In a December Booklist column, Michael Cart identifies crossover titles and series — Harry Potter, The Perks of Being a Wallflower, The Curious Incident of the Dog in the Night-Time, among others that appeal to both young and adult readers — as the possible origin of this blended category. The crossover appeal of Young Adult titles continues today — the Hunger Games trilogy is another prominent example — and has helped introduce more mature themes to the YA genre.

Cart does not believe that NA is simply YA with more sex and violence. He suggests instead that New Adult books are more character-driven than the traditional YA novel, which tends to be more plot-driven. If NA merits its own category, he says, it is because certain books challenge and develop readers in new ways.

Still, Cart thinks it unlikely that NA will fully emerge as a separate genre anytime soon and believes that its blurriness contributes to media misrepresentation. “Leave it to the media to sensationalize an issue that requires more serious attention and analysis,” he writes. In other words, Cart explains, New Adult is more than a short list of authors who “have recently made a splash with their steamy, self-published fiction.”

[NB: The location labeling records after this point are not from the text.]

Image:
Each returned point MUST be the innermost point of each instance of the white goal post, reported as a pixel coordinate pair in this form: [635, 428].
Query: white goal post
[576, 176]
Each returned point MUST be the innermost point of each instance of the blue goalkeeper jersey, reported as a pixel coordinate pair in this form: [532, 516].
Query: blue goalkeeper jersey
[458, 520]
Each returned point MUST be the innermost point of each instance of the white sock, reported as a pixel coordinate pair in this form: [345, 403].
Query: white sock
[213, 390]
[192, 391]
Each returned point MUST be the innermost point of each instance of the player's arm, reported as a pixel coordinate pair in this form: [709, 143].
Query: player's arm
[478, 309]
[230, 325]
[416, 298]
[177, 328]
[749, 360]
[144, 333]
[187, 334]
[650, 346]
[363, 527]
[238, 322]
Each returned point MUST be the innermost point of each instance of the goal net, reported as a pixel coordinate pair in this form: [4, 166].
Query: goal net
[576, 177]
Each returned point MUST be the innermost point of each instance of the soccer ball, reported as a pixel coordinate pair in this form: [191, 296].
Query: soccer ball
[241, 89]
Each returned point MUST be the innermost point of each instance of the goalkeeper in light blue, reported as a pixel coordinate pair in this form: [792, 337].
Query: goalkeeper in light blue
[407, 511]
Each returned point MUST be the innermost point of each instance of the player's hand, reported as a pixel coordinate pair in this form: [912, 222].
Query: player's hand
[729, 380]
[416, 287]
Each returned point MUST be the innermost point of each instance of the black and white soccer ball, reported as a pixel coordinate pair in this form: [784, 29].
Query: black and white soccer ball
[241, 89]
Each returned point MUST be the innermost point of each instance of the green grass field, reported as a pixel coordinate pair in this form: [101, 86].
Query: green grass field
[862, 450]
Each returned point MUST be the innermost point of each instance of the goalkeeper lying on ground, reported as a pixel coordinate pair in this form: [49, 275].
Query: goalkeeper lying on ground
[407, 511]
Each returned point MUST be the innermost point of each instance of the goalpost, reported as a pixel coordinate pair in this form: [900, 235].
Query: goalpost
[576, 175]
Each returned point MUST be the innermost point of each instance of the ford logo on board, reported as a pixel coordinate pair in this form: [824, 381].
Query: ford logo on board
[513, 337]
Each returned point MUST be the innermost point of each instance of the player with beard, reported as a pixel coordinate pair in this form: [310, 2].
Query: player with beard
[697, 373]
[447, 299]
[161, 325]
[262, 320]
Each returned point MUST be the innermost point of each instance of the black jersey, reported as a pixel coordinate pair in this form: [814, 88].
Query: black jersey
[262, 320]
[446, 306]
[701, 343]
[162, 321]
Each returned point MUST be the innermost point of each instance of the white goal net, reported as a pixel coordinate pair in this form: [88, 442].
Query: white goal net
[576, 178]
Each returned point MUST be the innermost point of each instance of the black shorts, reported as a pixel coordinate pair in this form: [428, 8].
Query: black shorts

Writing in the January/February 2014 issue of The Horn Book, librarians Sophie Brookover, Elizabeth Burns, and Kelly Jensen identify thematic differences as “what’s new about New Adult.” For one, New Adult is an extension of the coming-of-age stories previously considered the domain of YA books. Grumpy old codgers may claim that kids grow up sooner these days but these librarians suggest that the process of growing up now lasts through the teen years and into the twenties. New Adult may be the literature of and for such changing conditions.

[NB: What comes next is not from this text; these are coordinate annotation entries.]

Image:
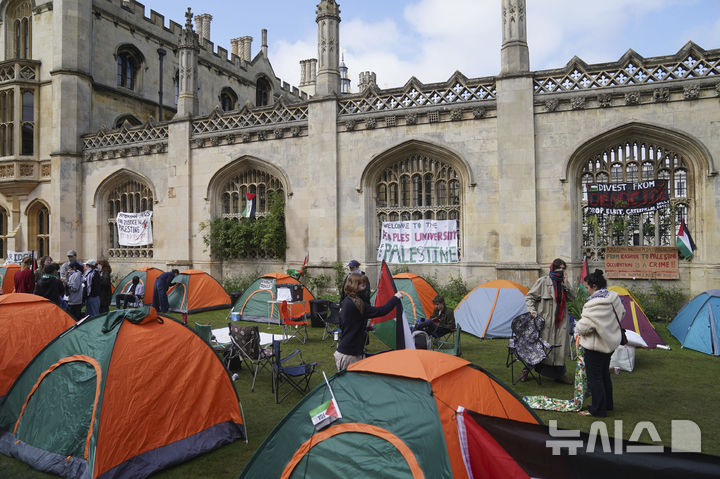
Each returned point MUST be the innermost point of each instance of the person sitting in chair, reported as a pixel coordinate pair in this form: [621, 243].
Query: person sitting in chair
[441, 322]
[134, 294]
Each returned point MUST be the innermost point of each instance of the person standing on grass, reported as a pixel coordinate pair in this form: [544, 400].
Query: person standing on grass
[354, 316]
[105, 292]
[600, 334]
[162, 284]
[548, 298]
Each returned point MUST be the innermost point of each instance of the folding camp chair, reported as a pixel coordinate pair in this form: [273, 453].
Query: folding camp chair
[449, 343]
[292, 327]
[205, 332]
[296, 375]
[246, 347]
[526, 346]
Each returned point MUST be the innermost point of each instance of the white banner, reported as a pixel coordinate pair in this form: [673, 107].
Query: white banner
[134, 229]
[419, 242]
[15, 257]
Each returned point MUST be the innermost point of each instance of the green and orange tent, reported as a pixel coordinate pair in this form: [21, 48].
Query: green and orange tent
[111, 398]
[147, 277]
[257, 301]
[7, 277]
[417, 296]
[27, 324]
[194, 291]
[488, 310]
[398, 420]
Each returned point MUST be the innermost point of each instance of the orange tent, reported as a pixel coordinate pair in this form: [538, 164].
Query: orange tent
[113, 398]
[194, 291]
[398, 420]
[27, 324]
[7, 277]
[147, 277]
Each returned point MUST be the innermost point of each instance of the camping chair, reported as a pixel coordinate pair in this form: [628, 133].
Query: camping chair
[246, 347]
[449, 343]
[205, 332]
[332, 323]
[526, 345]
[292, 326]
[296, 375]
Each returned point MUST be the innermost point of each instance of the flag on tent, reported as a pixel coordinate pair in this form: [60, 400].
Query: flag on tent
[583, 273]
[249, 211]
[398, 336]
[302, 270]
[684, 242]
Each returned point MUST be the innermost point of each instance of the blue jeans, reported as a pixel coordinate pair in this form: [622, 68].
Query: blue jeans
[92, 306]
[160, 302]
[431, 328]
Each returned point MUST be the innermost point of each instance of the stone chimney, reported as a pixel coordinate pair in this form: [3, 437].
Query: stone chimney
[328, 20]
[514, 54]
[263, 46]
[235, 46]
[366, 80]
[308, 76]
[188, 51]
[202, 24]
[246, 48]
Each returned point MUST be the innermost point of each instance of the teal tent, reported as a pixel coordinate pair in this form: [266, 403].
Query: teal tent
[697, 325]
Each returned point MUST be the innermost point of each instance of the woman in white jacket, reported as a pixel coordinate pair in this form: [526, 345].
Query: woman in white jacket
[599, 332]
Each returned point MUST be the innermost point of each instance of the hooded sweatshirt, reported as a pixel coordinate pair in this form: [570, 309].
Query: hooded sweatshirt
[598, 327]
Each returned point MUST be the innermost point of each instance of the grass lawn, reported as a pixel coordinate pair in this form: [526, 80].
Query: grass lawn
[666, 385]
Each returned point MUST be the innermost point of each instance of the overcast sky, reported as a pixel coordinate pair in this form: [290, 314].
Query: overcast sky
[430, 39]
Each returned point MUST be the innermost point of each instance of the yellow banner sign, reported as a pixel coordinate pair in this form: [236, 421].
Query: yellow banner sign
[642, 262]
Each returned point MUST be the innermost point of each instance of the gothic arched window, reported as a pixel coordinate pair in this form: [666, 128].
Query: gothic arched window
[128, 195]
[129, 60]
[262, 92]
[634, 160]
[3, 232]
[251, 180]
[228, 99]
[39, 228]
[428, 189]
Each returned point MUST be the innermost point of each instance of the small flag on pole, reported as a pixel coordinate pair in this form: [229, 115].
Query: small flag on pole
[684, 241]
[327, 413]
[249, 211]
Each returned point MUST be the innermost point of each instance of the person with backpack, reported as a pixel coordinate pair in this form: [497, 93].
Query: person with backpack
[92, 289]
[74, 290]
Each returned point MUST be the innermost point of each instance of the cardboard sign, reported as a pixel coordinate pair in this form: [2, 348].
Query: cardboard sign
[642, 262]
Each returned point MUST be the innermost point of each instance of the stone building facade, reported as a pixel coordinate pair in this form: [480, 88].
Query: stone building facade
[505, 155]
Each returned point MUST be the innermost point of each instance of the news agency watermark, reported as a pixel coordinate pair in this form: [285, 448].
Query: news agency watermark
[685, 437]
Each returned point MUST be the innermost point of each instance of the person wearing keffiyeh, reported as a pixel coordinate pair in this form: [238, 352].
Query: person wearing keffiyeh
[548, 298]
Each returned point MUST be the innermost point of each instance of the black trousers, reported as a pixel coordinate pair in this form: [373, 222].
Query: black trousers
[597, 366]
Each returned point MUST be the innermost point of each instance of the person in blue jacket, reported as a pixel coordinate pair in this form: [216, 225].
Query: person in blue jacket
[162, 284]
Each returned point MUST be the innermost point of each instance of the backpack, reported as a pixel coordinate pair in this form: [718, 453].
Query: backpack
[422, 340]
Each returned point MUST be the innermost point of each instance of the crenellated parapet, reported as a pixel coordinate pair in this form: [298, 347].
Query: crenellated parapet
[690, 74]
[457, 99]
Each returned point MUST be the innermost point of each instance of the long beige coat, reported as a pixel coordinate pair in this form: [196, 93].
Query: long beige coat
[541, 300]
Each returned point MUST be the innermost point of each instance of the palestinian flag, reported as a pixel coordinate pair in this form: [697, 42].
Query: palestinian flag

Brookover and her co-authors admit that “there aren’t definitive answers to be had as New Adult continues the process of becoming whatever it’s going to be.” New Adult has raised its profile through media buzz and popularity with readers but also through new self-publishing business models and “the willingness publishers have shown to edit and format material differently to capture different audiences,” they explain. So, as these librarians write, there’s always the chance New Adult is a tempest in a teapot, a “brouhaha in publishing and librarianship” with little interest or import for readers.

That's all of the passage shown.